Giraudoux parvient donc à mettre à distance le pathétique et à surprendre ainsi son spectateur.

Il donne ainsi une signification nouvelle au mythe antique.

- Il crée un tragique plus moderne : la dimension tragique antique (c’est-à-dire que le tragique repose sur la lutte inexorable du héros contre la fatalité imposée par les dieux) est ici remplacée par un tragique existentiel qui repose sur le conflit éternel auquel est en proie l’Homme entre son idéal et la réalité qu’il doit vivre

- Il donne une signification universelle à sa pièce: de nombreuses questions restent sans réponses à la fin de la pièce notamment avec le thème ambigu de « l’aurore » qui conclut et amènent donc le spectateur à réfléchir : faut-il tout sacrifier à la vérité ? Un individu peut-il exposer la collectivité aux risques de son idéal ? Peut-on distinguer le Bien du Mal ?

- Et un sens adapté aux problèmes du XXe siècle : attitude à adopter face à la montée des totalitarismes depuis 1920 et question de la religion et de l’existence de Dieu (cf. lamento du Jardinier : «  et même s’il n’y en a qu’un et même si cet un est absent »)

  1. Les Mouches de Sartre

Oreste revient à Argos d’où il a été chassé, cité désormais envahie par des mouches, symboles des remords envoyés par Jupiter à la ville, dont tous les habitants payent l’assassinat d’Agamemnon par Clytemnestre et Egisthe. Electre est réduite en esclavage au palais et tente de soulever le peuple contre ce repentir éternel imposé par Jupiter mais celui-ci l’en empêche. Oreste décide de venger son père en assassinant le couple. Pour finir, Jupiter obtient le repentir d’Electre mais pas celui d’Oreste qui quitte la ville et délivre ainsi Argos des mouches.

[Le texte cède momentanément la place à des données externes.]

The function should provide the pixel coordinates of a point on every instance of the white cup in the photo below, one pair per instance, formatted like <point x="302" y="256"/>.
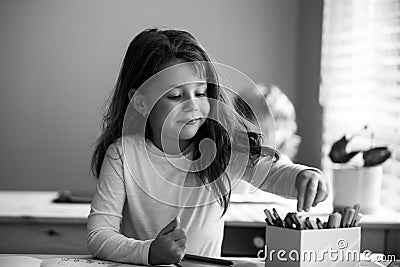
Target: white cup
<point x="357" y="185"/>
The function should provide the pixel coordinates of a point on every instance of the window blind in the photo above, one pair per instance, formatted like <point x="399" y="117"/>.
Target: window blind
<point x="360" y="79"/>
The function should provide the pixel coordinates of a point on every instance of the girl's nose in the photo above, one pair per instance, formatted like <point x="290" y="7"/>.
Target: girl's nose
<point x="190" y="105"/>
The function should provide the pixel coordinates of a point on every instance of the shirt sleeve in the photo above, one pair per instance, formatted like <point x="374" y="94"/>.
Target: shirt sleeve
<point x="275" y="177"/>
<point x="104" y="238"/>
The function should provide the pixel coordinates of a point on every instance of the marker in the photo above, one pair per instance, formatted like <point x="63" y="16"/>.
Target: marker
<point x="278" y="220"/>
<point x="207" y="259"/>
<point x="348" y="217"/>
<point x="334" y="220"/>
<point x="356" y="208"/>
<point x="289" y="222"/>
<point x="319" y="224"/>
<point x="270" y="218"/>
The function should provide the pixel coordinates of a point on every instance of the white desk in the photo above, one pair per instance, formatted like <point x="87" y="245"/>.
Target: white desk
<point x="53" y="228"/>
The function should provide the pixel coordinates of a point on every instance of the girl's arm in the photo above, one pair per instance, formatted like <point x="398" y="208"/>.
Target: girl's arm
<point x="290" y="180"/>
<point x="104" y="239"/>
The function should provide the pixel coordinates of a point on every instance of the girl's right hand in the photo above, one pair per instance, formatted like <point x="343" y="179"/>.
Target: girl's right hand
<point x="169" y="246"/>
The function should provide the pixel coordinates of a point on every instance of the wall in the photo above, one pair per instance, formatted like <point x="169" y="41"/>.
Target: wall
<point x="307" y="93"/>
<point x="59" y="61"/>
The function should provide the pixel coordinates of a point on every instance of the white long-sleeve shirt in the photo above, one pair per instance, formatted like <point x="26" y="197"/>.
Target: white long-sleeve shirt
<point x="139" y="191"/>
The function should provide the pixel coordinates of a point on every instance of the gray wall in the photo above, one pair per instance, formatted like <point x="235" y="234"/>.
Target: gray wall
<point x="59" y="61"/>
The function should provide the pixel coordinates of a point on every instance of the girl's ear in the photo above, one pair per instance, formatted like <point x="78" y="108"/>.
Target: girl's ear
<point x="139" y="104"/>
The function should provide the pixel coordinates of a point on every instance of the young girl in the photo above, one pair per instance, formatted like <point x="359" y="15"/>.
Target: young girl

Ecrite en 1943, Sartre utilise le mythe de la famille des Atrides comme prétexte pour dénoncer la politique de « mea culpabilisme » imposée depuis 1940 par le régime de Vichy : en effet, la propagande de Pétain appelait les Français à prendre acte de la défaite, et à payer pour ses fautes (celle d’avoir élu en 1936 le Front Populaire responsable selon lui de la déroute française) et donc d’accepter la collaboration. Les mouches de la ville d’Argos qui symbolisent le remords des habitants pour avoir laissé tuer Agamemnon sont donc une dénonciation de la propagande vichyste. Oreste est donc ici le héros, résistant exemplaire, et Sartre invite ici les Français à résister de même à l’Etat Français et au nazisme. On peut donc lire dans Les Mouches de Sartre une dénonciation politique, mais il atteint aussi une dimension philosophique qui est la question de la liberté, qui en vient même à remplacer la fatalité qui pèse sur le héros des tragédies antiques. Ici, ce n’est plus la fatalité qu’affrontent Electre et Oreste, c’est leur liberté même, et la question de l’assumer ou non, de résister en suivant sa liberté ou de se soumettre.

II. Le cycle des Labdacides : le mythe d’Antigone

Conclusion

En réécrivant des mythes antiques, les auteurs du XXème ne cherchent pas à les retranscrire pour les remettre au goût du jour, mais créent un tragique et un pathétique nouveau plus susceptible de toucher le spectateur moderne en le faisant reposer sur les préoccupations au cœur même de l’homme. L’intrigue et les personnages sont parfois traités de façon parodique et perdent leur dimension sacrée et divine propre à l’Antiquité, et ils servent de prétexte à une signification et réflexion philosophique et politique sur des questions universelles ou propres aux événements et débats de leur siècle. En effet les mythes traversent les siècles et sont des réservoirs de questions universelles auxquelles les Hommes sont en proie tout en restant le reflet de chaque époque et de son contexte particulier : c’est pourquoi tant de dramaturges s’y sont référés même au XXème. Reprendre un mythe est aussi pour certains auteurs un moyen de contourner la censure, et c’est le cas de Sartre qui évite la censure de Vichy en prônant la résistance à travers le personnage d’Oreste.